Sur la photographie, la maison sur le homestead est isolée du village de Deschênes avec le débordement du ruisseau juste à sa gauche en 1928. 


Vue de derrière de la maison sur le homestead durant les rénovations en 2010-2011

Source : Collection de Lisa Mibach

Il a été impossible d’obtenir une copie des documents brochés sur la maison du homestead lors des travaux de rénovation. Le présent propriétaire a aussi refusé tout accès à sa propriété lors des rénovations en 2010-2011. La maison rénovée est présentement à vendre. Elle a une valeur marchande de 750 000$ sur la marché immobilier présentement. La maison n’est pas dans l’inventaire du patrimoine de la Ville de Gatineau. Elle n’y a alors aucune garantie que cette maison fasse partie de l’inventaire des biens immobiliers de la ville malgré qu’elle a été construite depuis au moins 1878. Ces documents disparus seraient-ils les titres de la propriété pouvant nous référer au propriétaire original de la maison ?

La suite de la quête de la maison sur le Homestead R & W Conroy

Il demeure qu’en voulant connaître l’origine de la maison sur le Homestead, l’enquête s’approfondit sur les entreprises Conroy à Deschênes. Mon amie Lisa Mibach a pris contact avec des gens intéressés aux origines et au patrimoine industriel de Deschênes. Ils l’ont référé vers des sources intéressantes au Musée canadien des sciences et technologies à Ottawa. Il s’y trouve de l’information sur les premières industries à Deschênes.

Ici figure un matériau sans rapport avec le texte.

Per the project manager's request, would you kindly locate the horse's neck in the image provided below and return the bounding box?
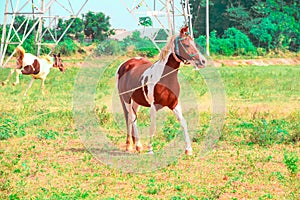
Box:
[162,52,180,75]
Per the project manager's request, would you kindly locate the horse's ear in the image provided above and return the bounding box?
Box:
[58,53,61,57]
[53,54,57,58]
[180,25,189,36]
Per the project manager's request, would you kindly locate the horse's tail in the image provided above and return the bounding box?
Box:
[116,71,129,125]
[15,46,25,60]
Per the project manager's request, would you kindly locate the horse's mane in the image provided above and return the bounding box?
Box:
[159,35,176,61]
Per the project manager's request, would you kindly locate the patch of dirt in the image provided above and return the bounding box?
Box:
[213,57,300,67]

Au souhait que je puisse trouver plus d’information sur la Capital Power Company, la Hull Electric Company, la Deschênes Electric Company et la Hull Electric Railway à leur bibliothèque. J’ai cependant un plan intéressant de la turbine utilisée dans la centrale hydroélectrique des frères Conroy. Elle provient de la Suède et plusieurs compagnies aident les Conroy à distribuer l’électricité vers le premier moulin de pâte et papier EB Eddy à Hull. Le fond Conroy contient même une des premières feuilles de papier produite chez EB Eddy Mills à Hull.

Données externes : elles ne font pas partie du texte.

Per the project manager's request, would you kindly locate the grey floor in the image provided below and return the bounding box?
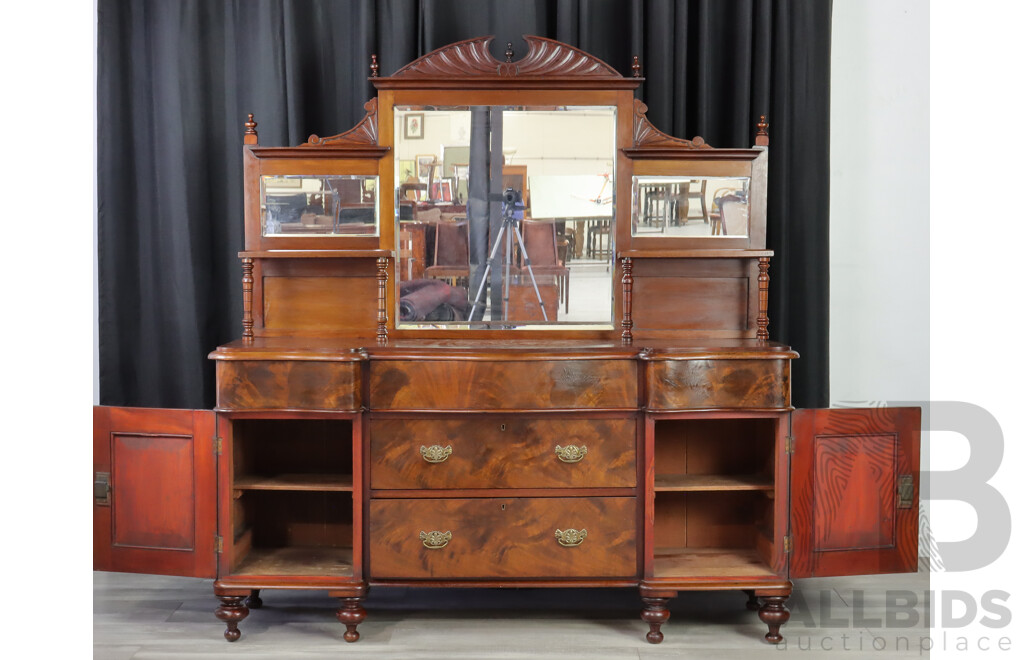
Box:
[95,566,930,659]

Il y a alors lieu de croire à une grande innovation technologique pour l’époque. Ces entreprises hydroélectriques opèrent à Deschênes pendant la première partie du XXe siècle. Elle fournit aussi l’électricité pour le réseau de tramway de la Hull Electric Company. Les opérations les plus remarquables sur les plans de Deschênes sont celles de la CPR et de la Capital Power Company en 1907. Cette compagnie hydroélectrique distribue de l’électricité à différentes grandes entreprises de la région dès 1895. Je ne connais pas encore l’ampleur des ressources disponibles au musée des sciences et technologies, mais Lisa enquête présentement à ce sujet pour moi. Il s’agit ici de se documenter davantage sur les opérations industrielles et ferroviaires sur le lot 15 a).

Il  s’y trouve aussi peut-être des informations au sujet de la batteuse-moissonneuse innovatrice de R & W Conroy dont le prototype a été construit et essayé avec succès à Deschênes. Cette invention brevetée a beaucoup d’influence dans le développement du chemin de fer sur la rive nord de l’Outaouais à l’ouest de Hull. Une chance, j’ai obtenu les droits d’utilisation d’une photographie de cette moissonneuse à Deschênes.

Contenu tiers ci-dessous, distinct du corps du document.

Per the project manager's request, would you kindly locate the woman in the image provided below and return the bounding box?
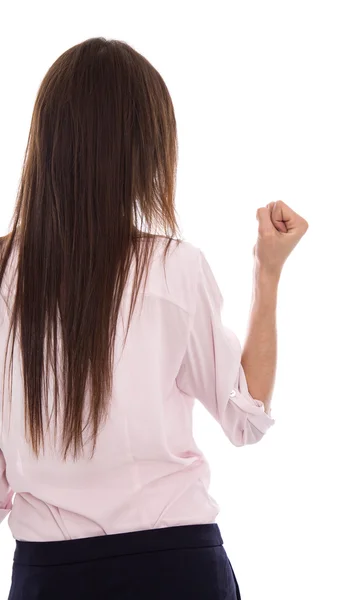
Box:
[0,37,308,599]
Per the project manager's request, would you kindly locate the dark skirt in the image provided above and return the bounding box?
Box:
[7,523,241,599]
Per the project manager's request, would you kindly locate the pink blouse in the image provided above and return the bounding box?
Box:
[0,238,275,541]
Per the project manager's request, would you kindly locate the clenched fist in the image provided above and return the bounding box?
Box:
[253,200,309,276]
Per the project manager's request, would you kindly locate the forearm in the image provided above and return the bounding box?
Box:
[241,263,280,414]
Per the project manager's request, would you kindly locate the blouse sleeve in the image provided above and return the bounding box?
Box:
[0,448,13,524]
[176,249,275,446]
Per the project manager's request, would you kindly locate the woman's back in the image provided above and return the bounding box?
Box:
[0,236,273,542]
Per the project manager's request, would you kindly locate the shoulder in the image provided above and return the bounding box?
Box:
[142,236,203,313]
[157,238,223,310]
[148,236,202,274]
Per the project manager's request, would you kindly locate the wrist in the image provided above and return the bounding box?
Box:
[252,263,280,304]
[254,261,281,285]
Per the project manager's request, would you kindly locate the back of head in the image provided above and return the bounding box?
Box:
[0,37,181,461]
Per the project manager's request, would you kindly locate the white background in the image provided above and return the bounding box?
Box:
[1,1,356,599]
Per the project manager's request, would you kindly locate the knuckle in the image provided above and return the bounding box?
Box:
[301,218,309,230]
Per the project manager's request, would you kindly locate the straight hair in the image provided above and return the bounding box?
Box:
[0,37,181,461]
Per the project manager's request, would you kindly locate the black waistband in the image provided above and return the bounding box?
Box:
[13,523,224,567]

Ainsi, les mystères de la maison sur le Homestead continuent à me faire explorer un fond riche qui me permet de mieux connaître  le village de Deschênes et l’histoire du développement industriel du canton de Hull au XIXe siècle.

La quête de support visuel

Cette recherche est tellement stimulante, car les péripéties sont nombreuses et riches d’histoire. Elle me permet de développer une expertise dans l’histoire du 19e et du début du 20e siècle en Outaouais. J’achève l’exploration du Fond Conroy. J’ai toutes les photocopies nécessaires pour revenir sur les faits. J’ai aussi toute la liste des notaires ayant traité les affaires McConnell et Conroy. J’ai les droits d’utilisation des photographies des Conroy et de quelques activités sur le lot 15.

Les photographies révèlent très peu des entreprises Conroy à Deschênes. En fait, c’est ce qui me reste vraiment à trouver pour illustrer le parcours du patrimoine que j’entrevois pour cette activité pratique. Je communique avec l’Association du patrimoine d’Aylmer, car j’ai des images dans certains documents, mais je ne connais pas leur source et leurs droits d’utilisation. Il y a cependant une image que je veux vraiment qui est la photographie de Robert H Conroy devant sa centrale électrique aux rapides de Deschênes. Il se trouve aussi sur cette photographie une cinquantaine d’ouvriers de différents groupes d’âge. L’association du patrimoine d’Aylmer en a version en grand format dans son hall d’entrée. J’en suis à voir à l’obtention les droits d’utilisation.

Mon cheminement de recherche

Alors, mon cheminement semble aller bon train. Les aspects que j’ai prévus pour le parcours du patrimoine se solidifient. Il me reste quelques données à trouver, mais elles ne m’empêchent pas de progresser dans ma démarche. Mon plan commence à prendre forme de façon concrète. La richesse de l’information m’épate. Il ne reste qu’à la circonscrire.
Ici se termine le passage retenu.